# Megan Phelps-Roper on the Joe Rogan Podcast



## drippin' rock (Jun 13, 2017)

She's the granddaughter of the founder of the Westboro Baptist Church.  This is a great conversation on why she left the church and Christianity.


----------



## bullethead (Jun 13, 2017)

No podcast is showing up


----------



## drippin' rock (Jun 13, 2017)

bullethead said:


> No podcast is showing up



This one is #974


----------



## drippin' rock (Jun 13, 2017)

bullethead said:


> No podcast is showing up



If you mean it's not in my post, that's because there is language that might hurt some ears.  You'll have to grab it on your own?


----------



## ambush80 (Jun 13, 2017)

Thanks.  I'll check it out (though I can't seem to take Rogan seriously).  

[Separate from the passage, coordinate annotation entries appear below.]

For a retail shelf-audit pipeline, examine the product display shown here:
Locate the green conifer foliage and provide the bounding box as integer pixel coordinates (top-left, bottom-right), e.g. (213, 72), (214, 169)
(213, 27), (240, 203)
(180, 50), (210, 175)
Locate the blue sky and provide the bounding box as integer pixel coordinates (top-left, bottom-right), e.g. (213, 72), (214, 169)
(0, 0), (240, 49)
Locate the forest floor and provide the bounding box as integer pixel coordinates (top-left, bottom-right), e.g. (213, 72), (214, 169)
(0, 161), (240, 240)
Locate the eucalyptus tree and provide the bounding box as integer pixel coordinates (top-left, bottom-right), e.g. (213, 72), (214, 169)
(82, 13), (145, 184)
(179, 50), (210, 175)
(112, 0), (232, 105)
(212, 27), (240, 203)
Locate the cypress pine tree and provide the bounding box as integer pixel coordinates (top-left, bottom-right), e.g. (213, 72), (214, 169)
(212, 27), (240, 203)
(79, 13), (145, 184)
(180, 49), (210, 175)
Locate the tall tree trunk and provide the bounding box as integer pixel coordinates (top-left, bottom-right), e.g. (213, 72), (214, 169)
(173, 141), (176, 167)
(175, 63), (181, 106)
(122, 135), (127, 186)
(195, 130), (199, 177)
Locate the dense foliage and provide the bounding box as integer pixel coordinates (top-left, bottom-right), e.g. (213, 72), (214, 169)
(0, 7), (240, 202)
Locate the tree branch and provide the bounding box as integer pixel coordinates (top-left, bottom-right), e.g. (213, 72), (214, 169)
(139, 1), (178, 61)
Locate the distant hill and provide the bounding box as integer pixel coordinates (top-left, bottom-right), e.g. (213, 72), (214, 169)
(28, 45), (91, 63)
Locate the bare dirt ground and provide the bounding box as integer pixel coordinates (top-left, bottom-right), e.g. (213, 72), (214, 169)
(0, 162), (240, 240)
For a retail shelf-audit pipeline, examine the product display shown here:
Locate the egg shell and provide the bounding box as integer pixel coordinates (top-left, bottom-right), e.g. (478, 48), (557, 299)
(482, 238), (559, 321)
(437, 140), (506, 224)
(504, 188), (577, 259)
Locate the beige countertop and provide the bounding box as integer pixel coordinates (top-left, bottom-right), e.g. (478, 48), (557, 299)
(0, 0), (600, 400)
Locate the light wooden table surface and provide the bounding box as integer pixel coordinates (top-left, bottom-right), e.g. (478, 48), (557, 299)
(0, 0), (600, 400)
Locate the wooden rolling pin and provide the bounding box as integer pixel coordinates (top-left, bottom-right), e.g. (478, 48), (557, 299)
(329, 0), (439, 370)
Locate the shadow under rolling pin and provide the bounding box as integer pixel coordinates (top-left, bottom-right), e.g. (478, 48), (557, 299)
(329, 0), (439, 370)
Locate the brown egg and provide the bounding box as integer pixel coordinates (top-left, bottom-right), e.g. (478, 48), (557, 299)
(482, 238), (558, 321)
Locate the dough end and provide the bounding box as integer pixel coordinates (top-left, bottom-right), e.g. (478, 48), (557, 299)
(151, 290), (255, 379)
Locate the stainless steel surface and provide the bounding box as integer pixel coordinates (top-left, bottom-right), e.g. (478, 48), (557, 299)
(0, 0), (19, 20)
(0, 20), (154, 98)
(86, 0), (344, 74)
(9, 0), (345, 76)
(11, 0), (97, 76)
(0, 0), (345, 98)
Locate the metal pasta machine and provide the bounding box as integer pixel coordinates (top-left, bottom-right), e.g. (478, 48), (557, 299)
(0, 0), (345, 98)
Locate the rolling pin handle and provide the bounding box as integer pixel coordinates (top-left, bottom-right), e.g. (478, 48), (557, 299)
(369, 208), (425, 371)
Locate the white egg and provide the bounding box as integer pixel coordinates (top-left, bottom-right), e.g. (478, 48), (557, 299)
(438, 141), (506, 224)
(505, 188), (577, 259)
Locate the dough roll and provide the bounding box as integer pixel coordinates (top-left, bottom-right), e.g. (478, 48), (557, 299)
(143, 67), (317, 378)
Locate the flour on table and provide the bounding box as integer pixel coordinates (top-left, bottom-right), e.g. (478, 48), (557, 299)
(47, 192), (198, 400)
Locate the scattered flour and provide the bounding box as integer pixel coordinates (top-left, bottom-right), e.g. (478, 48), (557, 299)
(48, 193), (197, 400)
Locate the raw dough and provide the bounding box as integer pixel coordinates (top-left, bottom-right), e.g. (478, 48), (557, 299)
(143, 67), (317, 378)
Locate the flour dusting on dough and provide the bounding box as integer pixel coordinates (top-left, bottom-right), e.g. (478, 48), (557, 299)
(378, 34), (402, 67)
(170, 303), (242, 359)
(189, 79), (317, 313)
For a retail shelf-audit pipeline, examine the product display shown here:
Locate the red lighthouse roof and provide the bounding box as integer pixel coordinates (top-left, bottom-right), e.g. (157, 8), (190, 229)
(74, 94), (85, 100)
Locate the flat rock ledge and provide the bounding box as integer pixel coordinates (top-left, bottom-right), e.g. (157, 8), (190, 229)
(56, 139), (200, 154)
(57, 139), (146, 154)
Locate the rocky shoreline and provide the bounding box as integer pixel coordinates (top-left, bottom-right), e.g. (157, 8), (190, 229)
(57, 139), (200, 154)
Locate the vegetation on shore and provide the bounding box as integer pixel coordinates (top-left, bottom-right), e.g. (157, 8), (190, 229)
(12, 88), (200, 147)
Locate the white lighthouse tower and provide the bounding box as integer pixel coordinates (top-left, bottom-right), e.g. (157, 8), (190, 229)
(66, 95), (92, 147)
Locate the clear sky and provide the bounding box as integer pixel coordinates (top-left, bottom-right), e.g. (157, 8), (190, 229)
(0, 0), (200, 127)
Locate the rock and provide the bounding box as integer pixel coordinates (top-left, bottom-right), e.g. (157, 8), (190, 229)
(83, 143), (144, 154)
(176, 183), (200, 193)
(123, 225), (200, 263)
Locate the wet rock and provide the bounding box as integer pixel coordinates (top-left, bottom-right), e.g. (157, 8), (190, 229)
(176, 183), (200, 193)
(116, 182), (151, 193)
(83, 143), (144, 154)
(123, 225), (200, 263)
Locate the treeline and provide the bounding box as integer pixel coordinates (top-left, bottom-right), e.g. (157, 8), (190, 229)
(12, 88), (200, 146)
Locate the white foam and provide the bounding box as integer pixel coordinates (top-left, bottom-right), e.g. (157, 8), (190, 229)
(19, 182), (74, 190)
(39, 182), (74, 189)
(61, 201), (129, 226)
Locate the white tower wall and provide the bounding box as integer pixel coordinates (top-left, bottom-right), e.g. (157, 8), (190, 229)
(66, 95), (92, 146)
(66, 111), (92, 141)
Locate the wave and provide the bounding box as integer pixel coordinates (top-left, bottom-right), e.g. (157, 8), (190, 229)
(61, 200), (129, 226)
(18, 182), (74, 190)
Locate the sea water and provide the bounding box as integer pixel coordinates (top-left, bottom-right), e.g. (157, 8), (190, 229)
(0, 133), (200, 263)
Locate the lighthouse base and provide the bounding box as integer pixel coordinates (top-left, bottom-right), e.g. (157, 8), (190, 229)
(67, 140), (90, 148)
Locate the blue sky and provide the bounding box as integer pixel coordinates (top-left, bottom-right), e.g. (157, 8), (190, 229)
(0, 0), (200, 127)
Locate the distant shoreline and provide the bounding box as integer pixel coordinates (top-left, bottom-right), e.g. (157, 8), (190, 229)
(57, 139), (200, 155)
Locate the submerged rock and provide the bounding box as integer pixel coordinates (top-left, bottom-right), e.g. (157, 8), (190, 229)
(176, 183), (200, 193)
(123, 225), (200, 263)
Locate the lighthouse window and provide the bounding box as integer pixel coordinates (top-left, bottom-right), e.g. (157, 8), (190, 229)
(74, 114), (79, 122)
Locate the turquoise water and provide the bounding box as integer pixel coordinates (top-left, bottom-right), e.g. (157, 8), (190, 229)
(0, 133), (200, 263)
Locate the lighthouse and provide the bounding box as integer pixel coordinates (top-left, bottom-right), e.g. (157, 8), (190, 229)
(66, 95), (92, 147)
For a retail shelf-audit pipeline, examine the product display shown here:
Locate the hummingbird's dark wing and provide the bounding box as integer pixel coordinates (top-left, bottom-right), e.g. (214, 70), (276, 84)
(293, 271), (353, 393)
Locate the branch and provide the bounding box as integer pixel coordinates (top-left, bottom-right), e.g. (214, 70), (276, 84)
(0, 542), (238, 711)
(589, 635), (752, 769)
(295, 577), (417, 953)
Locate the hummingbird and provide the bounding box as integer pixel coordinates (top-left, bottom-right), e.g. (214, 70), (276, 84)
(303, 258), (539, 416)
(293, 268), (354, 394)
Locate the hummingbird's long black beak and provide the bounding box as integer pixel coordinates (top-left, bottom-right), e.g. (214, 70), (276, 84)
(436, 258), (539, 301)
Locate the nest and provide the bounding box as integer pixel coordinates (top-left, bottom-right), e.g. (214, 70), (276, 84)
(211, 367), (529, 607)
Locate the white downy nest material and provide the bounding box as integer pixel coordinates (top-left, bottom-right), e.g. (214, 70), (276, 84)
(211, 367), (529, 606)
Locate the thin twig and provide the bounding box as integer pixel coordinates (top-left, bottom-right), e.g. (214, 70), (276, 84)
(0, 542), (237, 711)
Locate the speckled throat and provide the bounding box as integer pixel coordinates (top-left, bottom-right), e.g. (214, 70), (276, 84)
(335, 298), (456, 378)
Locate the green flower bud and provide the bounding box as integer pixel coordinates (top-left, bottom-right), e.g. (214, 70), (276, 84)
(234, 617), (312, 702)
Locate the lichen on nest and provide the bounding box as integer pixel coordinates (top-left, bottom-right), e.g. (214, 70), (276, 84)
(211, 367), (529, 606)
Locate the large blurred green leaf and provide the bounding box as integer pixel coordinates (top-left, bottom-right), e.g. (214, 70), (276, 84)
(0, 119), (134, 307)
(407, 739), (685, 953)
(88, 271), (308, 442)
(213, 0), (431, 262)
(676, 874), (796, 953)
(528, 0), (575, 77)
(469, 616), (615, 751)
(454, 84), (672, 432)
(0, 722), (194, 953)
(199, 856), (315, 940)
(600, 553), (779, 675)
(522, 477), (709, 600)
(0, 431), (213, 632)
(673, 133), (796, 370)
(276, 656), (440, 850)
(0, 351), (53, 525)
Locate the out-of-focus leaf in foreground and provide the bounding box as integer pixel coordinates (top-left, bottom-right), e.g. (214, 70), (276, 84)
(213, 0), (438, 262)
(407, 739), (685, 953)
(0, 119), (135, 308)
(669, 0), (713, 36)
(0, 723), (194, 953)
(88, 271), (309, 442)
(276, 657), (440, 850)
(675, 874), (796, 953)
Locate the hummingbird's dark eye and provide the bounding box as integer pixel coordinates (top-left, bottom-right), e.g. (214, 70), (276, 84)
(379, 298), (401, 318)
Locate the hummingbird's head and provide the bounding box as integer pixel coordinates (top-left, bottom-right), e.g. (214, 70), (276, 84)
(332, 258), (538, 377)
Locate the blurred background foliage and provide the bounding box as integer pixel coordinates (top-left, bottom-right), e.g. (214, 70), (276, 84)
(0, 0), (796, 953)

This was great, too (and no poopy mouth)


----------



## bullethead (Jun 13, 2017)

Wonderfully informative


----------



## drippin' rock (Jun 13, 2017)

ambush80 said:


> Thanks.  I'll check it out (though I can't seem to take Rogan seriously).
> 
> This was great, too (and no poopy mouth)



You've mentioned before your distaste for JR. There are moments when he grates me, but they are rare. With 976 or so podcasts and 10 million downloads per, he is becoming a force to be reckoned with. His viewership beats all MSM and network tv.


----------